INTERVIEW : L’enjeu France 2012
La candidate à la primaire socialiste, Ségolène Royal, répond aux questions de France-Soir. L’affaire DSK, la présidentielle… Elle dit tout.
FRANCE-SOIR. La page DSK est-elle tournée au PS ?
SÉGOLÈNE ROYAL. Je ne fais plus aucun commentaire là-dessus. Il faut arrêter le déferlement d’un voyeurisme détestable et graveleux qui, en plus, occulte tous les autres problèmes. Passons à autre chose…
F.-S. Après DSK, Georges Tron est mêlé à une affaire de mœurs. Souhaitez-vous – ou craignez-vous – « le » grand déballage ?

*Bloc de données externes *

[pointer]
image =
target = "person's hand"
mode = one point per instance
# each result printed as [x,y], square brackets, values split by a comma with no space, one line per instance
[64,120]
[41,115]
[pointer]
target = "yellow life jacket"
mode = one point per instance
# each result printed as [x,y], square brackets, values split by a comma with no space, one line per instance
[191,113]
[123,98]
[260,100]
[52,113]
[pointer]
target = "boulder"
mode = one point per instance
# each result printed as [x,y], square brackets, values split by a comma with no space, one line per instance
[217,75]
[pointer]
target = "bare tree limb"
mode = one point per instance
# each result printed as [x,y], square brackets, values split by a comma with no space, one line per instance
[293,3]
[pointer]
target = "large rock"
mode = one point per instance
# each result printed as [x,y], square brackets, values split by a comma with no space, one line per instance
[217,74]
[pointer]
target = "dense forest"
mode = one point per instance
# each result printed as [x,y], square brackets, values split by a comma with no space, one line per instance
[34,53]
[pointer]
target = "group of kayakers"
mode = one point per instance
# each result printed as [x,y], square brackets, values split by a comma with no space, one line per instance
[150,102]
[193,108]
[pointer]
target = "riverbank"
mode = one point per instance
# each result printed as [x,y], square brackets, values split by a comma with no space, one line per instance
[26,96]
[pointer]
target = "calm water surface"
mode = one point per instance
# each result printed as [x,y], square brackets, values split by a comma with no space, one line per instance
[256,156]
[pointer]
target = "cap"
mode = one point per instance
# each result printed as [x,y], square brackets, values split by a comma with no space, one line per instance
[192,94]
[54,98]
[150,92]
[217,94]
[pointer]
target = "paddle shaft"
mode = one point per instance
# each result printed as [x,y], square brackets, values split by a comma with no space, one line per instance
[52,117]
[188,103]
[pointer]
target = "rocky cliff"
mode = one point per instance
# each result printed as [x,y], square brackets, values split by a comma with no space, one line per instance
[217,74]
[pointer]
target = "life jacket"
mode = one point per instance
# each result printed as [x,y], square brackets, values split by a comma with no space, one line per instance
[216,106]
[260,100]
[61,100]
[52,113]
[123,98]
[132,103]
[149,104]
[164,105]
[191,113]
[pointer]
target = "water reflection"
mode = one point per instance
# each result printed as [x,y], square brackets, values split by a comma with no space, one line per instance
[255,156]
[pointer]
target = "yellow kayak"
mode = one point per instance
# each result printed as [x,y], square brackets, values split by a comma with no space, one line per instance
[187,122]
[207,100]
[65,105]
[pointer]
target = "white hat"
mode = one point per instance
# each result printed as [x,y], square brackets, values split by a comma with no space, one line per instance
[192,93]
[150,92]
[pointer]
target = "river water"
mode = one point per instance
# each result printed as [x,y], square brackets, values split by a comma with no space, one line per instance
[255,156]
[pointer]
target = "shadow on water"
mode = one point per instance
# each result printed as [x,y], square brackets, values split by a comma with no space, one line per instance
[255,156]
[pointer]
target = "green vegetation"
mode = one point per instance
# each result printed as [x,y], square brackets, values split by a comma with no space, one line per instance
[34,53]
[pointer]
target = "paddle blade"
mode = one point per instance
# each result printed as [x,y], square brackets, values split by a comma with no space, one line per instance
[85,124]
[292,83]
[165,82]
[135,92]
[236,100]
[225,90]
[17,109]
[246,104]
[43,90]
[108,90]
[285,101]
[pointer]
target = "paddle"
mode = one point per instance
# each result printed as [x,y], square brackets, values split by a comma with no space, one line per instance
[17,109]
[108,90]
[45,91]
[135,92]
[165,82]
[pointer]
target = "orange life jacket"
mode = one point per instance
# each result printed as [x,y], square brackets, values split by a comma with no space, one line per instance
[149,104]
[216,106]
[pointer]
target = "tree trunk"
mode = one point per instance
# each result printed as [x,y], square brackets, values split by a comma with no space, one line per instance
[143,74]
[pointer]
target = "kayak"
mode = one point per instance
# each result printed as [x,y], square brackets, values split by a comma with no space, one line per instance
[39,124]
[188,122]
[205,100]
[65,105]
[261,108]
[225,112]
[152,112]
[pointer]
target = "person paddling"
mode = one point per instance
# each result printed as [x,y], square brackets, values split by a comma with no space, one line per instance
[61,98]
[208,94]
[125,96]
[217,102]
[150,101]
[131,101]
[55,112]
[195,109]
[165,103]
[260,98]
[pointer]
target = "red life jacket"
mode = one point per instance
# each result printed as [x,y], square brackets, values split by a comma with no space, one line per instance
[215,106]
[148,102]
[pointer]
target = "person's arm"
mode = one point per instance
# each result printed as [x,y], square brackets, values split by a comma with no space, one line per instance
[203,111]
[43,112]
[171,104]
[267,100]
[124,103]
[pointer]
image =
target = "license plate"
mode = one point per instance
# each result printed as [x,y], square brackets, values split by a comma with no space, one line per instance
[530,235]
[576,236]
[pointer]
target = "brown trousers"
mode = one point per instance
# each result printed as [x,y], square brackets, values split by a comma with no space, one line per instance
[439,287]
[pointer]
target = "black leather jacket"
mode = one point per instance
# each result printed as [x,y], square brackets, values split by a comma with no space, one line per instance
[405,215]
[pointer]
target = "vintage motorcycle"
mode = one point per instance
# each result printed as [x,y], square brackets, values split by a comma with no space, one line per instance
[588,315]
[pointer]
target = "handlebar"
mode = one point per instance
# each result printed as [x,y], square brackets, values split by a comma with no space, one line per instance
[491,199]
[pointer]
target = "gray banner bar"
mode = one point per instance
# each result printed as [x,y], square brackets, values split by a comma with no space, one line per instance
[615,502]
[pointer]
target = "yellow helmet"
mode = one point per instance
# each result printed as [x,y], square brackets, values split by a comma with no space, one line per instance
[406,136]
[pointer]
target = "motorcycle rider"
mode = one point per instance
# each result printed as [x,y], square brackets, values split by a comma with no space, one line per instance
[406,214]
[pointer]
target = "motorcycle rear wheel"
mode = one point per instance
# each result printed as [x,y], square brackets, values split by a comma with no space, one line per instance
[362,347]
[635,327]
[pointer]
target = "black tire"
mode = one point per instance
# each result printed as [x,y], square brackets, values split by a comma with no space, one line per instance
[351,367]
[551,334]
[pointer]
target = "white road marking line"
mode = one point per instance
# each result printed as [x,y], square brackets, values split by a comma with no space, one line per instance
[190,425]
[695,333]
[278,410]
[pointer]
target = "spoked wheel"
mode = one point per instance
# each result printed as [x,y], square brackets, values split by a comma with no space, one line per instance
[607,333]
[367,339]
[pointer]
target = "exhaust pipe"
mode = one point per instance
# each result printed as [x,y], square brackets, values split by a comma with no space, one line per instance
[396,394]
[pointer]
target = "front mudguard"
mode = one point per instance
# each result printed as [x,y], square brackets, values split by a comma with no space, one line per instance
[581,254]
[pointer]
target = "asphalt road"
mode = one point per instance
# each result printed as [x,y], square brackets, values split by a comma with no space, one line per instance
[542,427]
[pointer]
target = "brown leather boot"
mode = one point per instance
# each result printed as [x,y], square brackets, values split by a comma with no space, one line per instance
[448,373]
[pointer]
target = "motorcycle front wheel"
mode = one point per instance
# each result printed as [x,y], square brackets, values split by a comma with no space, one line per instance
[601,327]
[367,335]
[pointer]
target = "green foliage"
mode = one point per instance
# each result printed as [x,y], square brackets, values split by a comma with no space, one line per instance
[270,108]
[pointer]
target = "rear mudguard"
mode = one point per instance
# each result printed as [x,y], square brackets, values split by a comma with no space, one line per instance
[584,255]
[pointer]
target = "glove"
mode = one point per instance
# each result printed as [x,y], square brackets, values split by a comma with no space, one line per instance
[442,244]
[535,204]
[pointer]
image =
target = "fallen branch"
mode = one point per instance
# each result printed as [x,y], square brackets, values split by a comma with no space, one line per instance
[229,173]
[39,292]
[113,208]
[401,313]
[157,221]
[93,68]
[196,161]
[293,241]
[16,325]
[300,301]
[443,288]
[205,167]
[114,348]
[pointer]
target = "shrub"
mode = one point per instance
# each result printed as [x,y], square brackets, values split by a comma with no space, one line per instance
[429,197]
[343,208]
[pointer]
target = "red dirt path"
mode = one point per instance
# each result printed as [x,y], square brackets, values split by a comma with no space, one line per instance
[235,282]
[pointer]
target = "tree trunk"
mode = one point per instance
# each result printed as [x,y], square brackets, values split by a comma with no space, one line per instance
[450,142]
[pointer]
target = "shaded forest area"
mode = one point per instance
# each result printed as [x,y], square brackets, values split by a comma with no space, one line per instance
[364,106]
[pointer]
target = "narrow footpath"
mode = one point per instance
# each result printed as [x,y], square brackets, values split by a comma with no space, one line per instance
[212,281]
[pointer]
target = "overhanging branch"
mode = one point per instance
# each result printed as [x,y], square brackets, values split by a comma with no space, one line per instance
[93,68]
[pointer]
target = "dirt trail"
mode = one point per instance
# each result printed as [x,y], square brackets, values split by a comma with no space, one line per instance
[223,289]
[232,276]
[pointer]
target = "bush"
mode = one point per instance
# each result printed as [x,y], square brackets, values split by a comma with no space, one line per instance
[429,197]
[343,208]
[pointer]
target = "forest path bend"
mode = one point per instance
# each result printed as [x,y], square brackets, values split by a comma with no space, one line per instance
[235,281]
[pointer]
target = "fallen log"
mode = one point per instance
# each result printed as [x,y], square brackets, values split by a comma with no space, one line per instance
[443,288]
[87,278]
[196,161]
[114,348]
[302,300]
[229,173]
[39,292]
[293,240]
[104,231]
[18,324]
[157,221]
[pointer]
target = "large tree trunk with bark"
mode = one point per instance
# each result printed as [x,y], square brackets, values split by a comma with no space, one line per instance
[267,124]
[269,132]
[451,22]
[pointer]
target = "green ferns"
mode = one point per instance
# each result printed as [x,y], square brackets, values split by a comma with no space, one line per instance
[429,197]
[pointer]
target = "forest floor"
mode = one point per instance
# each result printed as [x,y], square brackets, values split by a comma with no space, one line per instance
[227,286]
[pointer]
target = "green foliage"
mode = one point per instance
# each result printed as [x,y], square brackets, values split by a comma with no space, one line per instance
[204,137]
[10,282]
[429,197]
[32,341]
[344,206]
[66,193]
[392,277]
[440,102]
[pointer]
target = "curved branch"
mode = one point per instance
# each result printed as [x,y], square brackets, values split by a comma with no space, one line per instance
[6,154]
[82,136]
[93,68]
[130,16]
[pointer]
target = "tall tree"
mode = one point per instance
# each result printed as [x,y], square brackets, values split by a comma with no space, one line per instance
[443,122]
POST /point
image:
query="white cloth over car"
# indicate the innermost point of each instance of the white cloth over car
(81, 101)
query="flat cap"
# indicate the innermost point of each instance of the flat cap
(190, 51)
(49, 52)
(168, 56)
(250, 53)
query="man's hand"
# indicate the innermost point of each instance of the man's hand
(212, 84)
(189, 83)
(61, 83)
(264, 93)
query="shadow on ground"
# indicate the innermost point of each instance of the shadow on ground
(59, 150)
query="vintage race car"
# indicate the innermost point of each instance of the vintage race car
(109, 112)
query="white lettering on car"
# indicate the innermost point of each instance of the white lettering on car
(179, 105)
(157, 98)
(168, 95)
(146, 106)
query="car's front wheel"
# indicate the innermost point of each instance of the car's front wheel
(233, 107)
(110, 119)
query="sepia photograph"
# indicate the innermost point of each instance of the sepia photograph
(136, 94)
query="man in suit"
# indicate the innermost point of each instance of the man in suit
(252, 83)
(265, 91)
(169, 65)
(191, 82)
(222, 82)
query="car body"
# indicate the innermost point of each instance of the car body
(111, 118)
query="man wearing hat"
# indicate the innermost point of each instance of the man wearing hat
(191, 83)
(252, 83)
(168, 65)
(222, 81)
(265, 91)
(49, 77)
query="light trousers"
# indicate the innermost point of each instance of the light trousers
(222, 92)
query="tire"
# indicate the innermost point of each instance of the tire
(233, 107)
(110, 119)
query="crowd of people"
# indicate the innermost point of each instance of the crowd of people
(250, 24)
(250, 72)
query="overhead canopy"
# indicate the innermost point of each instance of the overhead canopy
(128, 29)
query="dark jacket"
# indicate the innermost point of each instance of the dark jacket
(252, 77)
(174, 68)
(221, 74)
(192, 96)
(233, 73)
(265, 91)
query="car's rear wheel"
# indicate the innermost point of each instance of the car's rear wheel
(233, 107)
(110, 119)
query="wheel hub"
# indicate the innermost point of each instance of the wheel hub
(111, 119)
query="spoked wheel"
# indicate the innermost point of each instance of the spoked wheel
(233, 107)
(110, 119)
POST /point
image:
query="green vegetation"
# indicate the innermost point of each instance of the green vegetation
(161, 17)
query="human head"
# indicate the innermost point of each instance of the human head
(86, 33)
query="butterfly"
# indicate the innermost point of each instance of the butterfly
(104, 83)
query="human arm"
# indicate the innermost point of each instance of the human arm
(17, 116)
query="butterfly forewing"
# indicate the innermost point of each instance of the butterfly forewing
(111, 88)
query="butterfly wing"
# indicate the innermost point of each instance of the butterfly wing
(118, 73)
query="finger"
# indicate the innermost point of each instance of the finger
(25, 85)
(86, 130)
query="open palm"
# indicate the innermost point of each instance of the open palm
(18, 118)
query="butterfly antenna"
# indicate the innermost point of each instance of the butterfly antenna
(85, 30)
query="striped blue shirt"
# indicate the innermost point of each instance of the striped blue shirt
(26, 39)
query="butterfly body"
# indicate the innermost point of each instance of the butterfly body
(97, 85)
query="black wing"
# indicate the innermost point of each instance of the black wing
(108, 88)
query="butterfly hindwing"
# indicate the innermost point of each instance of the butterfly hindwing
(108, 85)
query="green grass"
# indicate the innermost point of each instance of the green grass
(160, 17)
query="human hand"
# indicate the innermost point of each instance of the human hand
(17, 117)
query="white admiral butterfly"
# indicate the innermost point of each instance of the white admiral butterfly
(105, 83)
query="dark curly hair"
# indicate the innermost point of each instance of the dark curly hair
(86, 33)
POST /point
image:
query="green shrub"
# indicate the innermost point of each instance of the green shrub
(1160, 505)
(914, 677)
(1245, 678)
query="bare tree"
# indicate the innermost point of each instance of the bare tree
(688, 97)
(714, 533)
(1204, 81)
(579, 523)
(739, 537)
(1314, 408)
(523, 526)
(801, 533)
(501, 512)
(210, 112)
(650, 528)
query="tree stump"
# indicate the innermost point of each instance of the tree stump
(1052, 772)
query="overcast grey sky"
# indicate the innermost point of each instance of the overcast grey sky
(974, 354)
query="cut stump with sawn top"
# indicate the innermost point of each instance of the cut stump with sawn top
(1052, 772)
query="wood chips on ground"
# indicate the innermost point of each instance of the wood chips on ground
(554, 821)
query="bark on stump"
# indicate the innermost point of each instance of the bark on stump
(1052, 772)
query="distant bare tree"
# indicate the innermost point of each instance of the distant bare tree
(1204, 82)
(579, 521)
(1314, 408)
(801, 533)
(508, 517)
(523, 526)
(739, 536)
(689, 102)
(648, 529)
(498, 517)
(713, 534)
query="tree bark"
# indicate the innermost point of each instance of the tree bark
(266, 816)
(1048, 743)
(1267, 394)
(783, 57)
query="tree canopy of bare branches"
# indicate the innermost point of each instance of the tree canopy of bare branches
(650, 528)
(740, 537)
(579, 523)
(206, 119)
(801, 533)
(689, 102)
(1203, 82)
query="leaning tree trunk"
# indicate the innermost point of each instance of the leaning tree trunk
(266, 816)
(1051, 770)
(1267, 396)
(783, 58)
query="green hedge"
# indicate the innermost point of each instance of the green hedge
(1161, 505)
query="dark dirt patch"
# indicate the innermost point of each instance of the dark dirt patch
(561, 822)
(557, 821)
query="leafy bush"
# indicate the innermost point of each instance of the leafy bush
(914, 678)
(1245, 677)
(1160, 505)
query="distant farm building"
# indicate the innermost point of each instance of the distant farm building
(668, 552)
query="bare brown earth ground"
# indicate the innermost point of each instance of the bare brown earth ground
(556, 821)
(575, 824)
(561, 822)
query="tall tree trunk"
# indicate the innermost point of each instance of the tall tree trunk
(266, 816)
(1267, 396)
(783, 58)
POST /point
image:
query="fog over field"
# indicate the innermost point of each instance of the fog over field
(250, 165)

S. R. Nous vivons dans une société où règne la loi du silence sur les questions de harcèlement moral et de harcèlement sexuel. Les victimes pensent qu’elles sont les seules à subir cela et ont peur de révéler ce qui se passe. Les femmes craignent de perdre leur emploi et de passer pour des affabulatrices. Souvenez-vous : jusque dans les années 1970, quand une femme déposait plainte pour viol, elle était perçue comme coupable. La société française a beaucoup de retard sur les pays anglo-saxons où il est clairement proscrit dans les entreprises d’avoir des relations sexuelles entre deux personnes qui ont un lien hiérarchique. A cause de l’abus de position dominante. Ici, cet interdit n’est malheureusement pas formulé. Comme s’il existait une sorte d’impunité pour les détenteurs du pouvoir.
F.-S. Ce tabou n’est-il pas en train de tomber ?
S. R. Je l’espère. Mais il y a encore beaucoup à faire. En France, un viol est commis toutes les deux heures, et seules 10 % des victimes osent porter plainte. La condamnation de la pédophilie a aussi régressé depuis l’affaire d’Outreau : ne vient-on pas de découvrir qu’une partie au moins des parents dont on a dit qu’ils avaient été injustement accusés se sont bien prêtés à des actes sexuels avec des enfants ? On a retrouvé des cassettes chez un des couples ! Or on a accablé un juge, on n’a pas reconnu la parole des enfants…
Cette histoire est révélatrice de la difficulté, pour les victimes, de se faire entendre.
F.-S. Le monde politique et médiatique est-il machiste ?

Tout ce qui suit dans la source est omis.